For her Lucid collection, presented at Paris Fashion Week on 8 March 2016, Dutch designer Iris van Herpen explores the concept of lucid dreaming. Within a lucid dream, the dreamer is conscious of the dream state and therefore is able to exert a degree of control on what is happening.
The garments were made available to Nick Knight and stylist Amanda Harlech before the show to create a dynamic fashion film. The work was edited by Younji Ku and features a custom soundtrack by Salvador Breed and Stijn van Beek.
'When I design, the draping process most of the time happens to me unconsciously. I see lucid dreams as a microscope with which I can look into my unconsciousness. In this collection, I have tried to bring my state of ‘reality’ and my state of dreaming, together,' explains van Herpen.
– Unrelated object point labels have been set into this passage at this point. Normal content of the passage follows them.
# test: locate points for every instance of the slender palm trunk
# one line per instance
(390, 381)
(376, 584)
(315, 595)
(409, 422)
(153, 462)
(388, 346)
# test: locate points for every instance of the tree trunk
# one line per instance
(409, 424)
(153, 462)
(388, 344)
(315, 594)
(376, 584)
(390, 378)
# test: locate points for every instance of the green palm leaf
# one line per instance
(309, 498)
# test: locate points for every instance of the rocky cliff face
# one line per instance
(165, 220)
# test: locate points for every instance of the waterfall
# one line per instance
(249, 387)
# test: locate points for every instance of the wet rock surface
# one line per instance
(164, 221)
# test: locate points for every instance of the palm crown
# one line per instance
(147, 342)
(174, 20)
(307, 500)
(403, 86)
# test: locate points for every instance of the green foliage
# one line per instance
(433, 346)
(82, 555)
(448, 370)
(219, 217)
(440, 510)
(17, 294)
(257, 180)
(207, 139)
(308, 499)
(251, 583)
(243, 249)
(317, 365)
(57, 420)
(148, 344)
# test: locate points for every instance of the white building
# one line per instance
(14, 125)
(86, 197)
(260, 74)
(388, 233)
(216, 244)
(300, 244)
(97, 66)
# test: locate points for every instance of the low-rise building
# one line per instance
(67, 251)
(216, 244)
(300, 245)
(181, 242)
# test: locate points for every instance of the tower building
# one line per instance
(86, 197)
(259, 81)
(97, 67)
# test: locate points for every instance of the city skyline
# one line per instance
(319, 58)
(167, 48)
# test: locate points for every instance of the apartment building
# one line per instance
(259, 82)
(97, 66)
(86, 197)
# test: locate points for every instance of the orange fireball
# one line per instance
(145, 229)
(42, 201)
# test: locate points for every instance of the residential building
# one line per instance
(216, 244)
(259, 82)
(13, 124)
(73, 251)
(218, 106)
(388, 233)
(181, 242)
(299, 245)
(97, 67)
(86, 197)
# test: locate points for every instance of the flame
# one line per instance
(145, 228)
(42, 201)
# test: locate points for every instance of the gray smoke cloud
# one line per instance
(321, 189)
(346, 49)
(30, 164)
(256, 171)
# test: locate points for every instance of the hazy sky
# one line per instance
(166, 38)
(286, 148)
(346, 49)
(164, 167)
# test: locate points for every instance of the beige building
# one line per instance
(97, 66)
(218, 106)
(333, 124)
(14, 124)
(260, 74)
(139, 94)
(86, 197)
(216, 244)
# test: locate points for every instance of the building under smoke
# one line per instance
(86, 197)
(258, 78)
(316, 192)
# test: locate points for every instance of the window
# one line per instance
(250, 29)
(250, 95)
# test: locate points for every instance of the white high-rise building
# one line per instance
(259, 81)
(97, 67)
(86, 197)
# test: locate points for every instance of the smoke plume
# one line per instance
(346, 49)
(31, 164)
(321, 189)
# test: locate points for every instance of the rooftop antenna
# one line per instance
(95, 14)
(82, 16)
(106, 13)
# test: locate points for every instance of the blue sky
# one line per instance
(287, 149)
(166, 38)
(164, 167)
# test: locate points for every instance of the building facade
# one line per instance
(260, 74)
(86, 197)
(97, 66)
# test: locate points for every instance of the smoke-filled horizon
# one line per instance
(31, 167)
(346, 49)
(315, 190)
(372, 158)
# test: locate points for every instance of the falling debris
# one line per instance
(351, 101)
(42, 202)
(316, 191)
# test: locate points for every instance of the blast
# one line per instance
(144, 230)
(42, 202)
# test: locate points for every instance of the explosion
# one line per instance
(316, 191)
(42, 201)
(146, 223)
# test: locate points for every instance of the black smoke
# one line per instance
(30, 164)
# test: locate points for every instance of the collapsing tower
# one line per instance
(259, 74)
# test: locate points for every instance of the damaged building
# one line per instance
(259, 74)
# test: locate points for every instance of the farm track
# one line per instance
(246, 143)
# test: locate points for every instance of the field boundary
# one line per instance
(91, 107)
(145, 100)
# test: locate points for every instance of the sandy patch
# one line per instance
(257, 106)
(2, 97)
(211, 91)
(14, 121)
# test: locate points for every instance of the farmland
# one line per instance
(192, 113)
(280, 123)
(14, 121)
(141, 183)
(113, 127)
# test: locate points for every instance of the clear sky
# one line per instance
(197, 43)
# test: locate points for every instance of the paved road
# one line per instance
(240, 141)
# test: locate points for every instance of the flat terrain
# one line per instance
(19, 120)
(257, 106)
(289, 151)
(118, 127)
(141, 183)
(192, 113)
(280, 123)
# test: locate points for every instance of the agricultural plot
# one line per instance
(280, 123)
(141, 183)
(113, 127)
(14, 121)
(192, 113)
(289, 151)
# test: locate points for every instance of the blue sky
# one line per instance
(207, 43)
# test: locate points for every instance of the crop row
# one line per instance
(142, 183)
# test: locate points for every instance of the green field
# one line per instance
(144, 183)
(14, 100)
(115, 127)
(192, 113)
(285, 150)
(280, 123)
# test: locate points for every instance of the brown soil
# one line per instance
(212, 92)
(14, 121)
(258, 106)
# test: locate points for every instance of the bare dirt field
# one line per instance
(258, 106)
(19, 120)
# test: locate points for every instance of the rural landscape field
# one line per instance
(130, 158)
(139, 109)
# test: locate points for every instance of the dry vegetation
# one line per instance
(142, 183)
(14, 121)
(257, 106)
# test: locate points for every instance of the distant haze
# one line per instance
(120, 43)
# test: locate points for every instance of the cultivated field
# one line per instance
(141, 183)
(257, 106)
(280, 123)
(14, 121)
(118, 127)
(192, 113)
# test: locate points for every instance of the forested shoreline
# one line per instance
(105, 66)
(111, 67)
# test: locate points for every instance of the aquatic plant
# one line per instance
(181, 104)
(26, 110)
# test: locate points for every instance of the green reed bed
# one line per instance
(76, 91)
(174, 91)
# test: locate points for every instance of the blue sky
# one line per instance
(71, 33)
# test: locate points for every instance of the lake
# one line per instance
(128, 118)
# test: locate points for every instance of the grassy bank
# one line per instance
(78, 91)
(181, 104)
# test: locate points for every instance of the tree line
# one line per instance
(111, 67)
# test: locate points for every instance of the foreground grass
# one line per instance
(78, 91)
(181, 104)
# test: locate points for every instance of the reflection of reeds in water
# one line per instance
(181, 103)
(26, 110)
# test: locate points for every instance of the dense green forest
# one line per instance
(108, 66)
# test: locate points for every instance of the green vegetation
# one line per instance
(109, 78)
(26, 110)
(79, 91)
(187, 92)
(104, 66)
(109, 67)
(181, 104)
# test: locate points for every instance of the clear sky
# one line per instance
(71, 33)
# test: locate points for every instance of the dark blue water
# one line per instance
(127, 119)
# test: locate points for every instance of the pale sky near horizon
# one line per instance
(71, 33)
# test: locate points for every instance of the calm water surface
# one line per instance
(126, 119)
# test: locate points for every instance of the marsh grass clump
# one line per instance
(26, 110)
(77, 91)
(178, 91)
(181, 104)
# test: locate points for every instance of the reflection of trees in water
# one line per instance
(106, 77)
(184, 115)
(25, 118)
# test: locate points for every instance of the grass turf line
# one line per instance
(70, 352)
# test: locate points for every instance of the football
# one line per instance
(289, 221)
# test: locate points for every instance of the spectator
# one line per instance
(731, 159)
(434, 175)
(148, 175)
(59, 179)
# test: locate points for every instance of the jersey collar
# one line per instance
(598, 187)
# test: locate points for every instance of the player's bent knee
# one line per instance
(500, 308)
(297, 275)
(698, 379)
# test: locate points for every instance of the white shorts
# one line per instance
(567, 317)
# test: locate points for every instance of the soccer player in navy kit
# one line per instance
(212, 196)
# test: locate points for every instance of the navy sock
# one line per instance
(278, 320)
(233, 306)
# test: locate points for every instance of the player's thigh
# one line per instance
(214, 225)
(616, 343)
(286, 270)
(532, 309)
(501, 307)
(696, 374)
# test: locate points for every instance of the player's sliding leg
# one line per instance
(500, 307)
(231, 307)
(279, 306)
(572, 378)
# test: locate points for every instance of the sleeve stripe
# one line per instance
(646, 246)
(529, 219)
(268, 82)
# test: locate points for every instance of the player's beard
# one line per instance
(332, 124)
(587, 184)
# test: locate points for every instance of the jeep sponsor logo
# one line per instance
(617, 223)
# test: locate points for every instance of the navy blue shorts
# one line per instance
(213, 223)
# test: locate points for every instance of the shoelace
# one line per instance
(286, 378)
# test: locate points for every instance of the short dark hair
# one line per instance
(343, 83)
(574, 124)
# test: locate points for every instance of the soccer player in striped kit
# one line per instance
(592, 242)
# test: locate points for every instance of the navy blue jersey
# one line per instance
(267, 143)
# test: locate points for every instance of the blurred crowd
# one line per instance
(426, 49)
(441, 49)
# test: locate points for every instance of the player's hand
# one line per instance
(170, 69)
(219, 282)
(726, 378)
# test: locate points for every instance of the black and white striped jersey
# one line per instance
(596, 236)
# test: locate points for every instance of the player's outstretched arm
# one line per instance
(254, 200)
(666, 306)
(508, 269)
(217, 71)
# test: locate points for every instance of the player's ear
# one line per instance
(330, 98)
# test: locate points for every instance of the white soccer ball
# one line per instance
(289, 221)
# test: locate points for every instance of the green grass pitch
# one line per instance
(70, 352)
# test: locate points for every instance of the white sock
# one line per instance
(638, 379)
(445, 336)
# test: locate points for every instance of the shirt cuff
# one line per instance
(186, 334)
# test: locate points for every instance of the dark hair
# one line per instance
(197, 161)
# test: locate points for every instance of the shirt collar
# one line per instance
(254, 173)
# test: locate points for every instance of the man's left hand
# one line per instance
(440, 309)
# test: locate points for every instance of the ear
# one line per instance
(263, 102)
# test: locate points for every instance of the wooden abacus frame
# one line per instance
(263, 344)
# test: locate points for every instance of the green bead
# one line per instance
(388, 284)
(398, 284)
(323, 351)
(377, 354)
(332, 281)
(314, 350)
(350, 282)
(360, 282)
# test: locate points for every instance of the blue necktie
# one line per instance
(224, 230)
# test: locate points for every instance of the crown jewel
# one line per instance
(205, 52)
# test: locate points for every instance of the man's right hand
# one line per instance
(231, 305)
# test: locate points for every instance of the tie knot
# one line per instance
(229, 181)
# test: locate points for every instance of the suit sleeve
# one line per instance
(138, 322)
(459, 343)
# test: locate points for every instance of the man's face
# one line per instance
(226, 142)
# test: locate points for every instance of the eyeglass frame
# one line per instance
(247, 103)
There are two main design techniques presented in the collection: the lucid looks and the phantom dresses. The lucid looks come from the designer’s continuous collaboration with the artist and architect Philip Beesley. These looks are made from transparent hexagonal laser-cut elements that are connected with translucent flexible tubes, creating a glistering bubble-like exoskeleton around the wearer’s body. The phantom looks are made with a super light tulle to which iridescent stripes are fused, shimmering the silhouette illusory.
Continuing van Herpen’s vigor of fusing technology with handcraft, the collection features two 3D printed Magma dresses that are combining flexible TPU printing, creating a fine web together with polyamide printing. One of the dresses is stitched from 5,000 3D printed elements.